I try to control this stuff because Im about to make myself mp3s for the purpose to memorize the endings. So Im trying to use complete phrases, but sometimes its hard to find good examples.


----------



## Silver_Biscuit

Ricro said:


> *Eignarfall/Genitive:* Við fórum burt án fisksins. _(We left without the fish.)_
> 
> 
> So this would be than the final outcome (up there, underlined), right ?! ;-)


 
Yep, as long as it's only one fish that you left without!


----------



## Ricro

Yes! ;-) I know that this might not sound like a usual phrase to hear. I´ll keep this in mind.
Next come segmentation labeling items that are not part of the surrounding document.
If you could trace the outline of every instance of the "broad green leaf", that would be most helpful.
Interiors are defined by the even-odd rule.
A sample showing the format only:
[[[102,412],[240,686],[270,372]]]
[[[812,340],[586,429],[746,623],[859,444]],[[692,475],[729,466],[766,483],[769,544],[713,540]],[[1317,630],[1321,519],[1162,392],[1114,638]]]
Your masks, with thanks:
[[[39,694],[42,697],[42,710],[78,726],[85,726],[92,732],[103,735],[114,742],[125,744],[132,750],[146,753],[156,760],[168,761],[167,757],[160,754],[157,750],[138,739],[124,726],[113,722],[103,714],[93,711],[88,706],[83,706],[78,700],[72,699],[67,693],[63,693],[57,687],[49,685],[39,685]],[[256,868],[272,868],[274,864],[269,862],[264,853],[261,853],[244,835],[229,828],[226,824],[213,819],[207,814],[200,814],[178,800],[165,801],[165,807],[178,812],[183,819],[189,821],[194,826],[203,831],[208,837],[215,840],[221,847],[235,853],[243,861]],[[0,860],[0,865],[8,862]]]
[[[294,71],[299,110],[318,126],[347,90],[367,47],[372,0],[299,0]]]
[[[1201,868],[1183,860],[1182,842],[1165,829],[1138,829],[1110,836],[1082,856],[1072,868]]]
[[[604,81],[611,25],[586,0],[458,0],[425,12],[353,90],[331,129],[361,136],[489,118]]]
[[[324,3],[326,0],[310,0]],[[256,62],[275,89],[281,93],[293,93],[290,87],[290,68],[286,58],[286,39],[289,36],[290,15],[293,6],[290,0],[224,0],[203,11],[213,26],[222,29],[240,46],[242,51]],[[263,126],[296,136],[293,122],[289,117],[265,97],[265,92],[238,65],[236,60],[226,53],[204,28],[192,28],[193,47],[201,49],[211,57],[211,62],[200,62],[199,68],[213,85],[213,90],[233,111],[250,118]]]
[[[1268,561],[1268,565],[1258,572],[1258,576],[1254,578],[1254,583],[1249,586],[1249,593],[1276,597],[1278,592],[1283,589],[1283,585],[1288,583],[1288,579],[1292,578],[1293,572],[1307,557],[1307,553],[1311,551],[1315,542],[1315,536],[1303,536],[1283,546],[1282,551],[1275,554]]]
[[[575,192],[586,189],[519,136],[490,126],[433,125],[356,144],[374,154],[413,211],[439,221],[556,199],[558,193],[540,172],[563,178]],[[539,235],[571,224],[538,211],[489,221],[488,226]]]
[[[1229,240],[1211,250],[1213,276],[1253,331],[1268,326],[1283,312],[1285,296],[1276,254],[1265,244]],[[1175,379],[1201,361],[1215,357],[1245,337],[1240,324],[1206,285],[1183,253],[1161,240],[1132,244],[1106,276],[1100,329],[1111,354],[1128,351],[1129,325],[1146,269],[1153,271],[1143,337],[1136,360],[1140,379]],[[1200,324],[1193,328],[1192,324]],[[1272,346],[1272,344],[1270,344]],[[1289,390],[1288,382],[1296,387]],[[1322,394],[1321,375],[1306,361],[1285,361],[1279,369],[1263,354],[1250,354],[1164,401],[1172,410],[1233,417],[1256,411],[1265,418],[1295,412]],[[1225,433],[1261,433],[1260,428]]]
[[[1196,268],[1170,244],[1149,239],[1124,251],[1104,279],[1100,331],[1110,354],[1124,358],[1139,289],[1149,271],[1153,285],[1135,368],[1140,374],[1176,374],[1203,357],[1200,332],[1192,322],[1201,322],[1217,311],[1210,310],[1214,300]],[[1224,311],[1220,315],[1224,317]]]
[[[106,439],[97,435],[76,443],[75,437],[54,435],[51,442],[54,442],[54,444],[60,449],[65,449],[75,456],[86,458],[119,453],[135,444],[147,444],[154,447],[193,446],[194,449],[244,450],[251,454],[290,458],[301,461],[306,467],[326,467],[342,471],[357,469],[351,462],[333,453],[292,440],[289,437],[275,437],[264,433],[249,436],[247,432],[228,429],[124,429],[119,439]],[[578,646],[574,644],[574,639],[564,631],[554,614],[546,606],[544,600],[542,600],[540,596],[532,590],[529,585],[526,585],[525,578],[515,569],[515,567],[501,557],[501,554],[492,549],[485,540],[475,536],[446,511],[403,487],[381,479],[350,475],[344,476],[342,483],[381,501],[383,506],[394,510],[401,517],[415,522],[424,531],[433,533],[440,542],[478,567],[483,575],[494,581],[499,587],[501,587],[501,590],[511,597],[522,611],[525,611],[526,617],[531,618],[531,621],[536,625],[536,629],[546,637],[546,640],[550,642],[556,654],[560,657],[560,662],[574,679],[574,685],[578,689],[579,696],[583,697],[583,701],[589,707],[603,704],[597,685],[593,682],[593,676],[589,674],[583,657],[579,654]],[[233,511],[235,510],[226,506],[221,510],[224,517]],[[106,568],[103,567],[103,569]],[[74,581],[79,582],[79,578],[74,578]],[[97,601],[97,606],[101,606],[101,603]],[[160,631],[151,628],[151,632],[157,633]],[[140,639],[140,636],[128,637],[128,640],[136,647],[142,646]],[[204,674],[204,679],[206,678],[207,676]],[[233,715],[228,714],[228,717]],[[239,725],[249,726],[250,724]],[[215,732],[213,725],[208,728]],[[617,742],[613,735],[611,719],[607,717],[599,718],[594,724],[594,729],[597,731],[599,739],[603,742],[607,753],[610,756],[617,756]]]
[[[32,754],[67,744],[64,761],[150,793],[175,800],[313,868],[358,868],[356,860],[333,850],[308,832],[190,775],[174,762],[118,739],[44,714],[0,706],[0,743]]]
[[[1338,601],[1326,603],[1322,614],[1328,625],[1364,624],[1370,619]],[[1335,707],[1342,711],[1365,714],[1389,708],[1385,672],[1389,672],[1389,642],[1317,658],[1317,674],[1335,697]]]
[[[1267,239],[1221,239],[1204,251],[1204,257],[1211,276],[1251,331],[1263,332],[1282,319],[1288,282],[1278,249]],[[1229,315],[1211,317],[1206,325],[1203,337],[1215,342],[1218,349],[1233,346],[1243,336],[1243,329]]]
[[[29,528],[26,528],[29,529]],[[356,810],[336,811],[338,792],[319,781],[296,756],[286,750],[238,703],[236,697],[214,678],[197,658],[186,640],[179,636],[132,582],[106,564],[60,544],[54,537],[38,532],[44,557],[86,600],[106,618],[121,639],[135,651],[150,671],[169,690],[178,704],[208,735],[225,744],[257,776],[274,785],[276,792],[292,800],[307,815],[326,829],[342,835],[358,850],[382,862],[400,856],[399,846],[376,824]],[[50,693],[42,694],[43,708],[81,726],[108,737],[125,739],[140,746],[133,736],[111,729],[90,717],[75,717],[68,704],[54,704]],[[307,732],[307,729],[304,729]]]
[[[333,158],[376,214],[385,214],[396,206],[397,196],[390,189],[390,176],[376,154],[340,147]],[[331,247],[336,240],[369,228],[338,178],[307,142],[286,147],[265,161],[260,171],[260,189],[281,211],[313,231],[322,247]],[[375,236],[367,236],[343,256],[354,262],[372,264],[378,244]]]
As I said, I want to use these phrases as grammatical example phrases.


----------



## sindridah

Alxmrphi said:


> Sindri, is it fiskja without article and fiskja-rins with it?
> I thought it would be fiskjar without and fiskjar-ins with it? (because -ins is always masculine genitive singular) and many verbs in that _(ar, ir)_ category have a genitive singular in -ar, like kattar-ins / munar-ins / réttar-ins / hlutar-ins.
> 
> So I just thought it was like that?
> 
> In any case... it's *fisks-ins* now!


 
well alex i have no idea , it may be i'm not used to this fiskjar thing i'm only sure about fisks without and fiskins with article


----------



## Alxmrphi

sindridah said:


> well alex i have no idea , it may be i'm not used to this fiskjar thing i'm only sure about fisks without and fiskins with article



That's the only thing that matters!
Thanks for checking / telling us what your teacher said!


----------



## Ricro

Yes, indeed! Thanks for having asked your teacher, Sindridah !


----------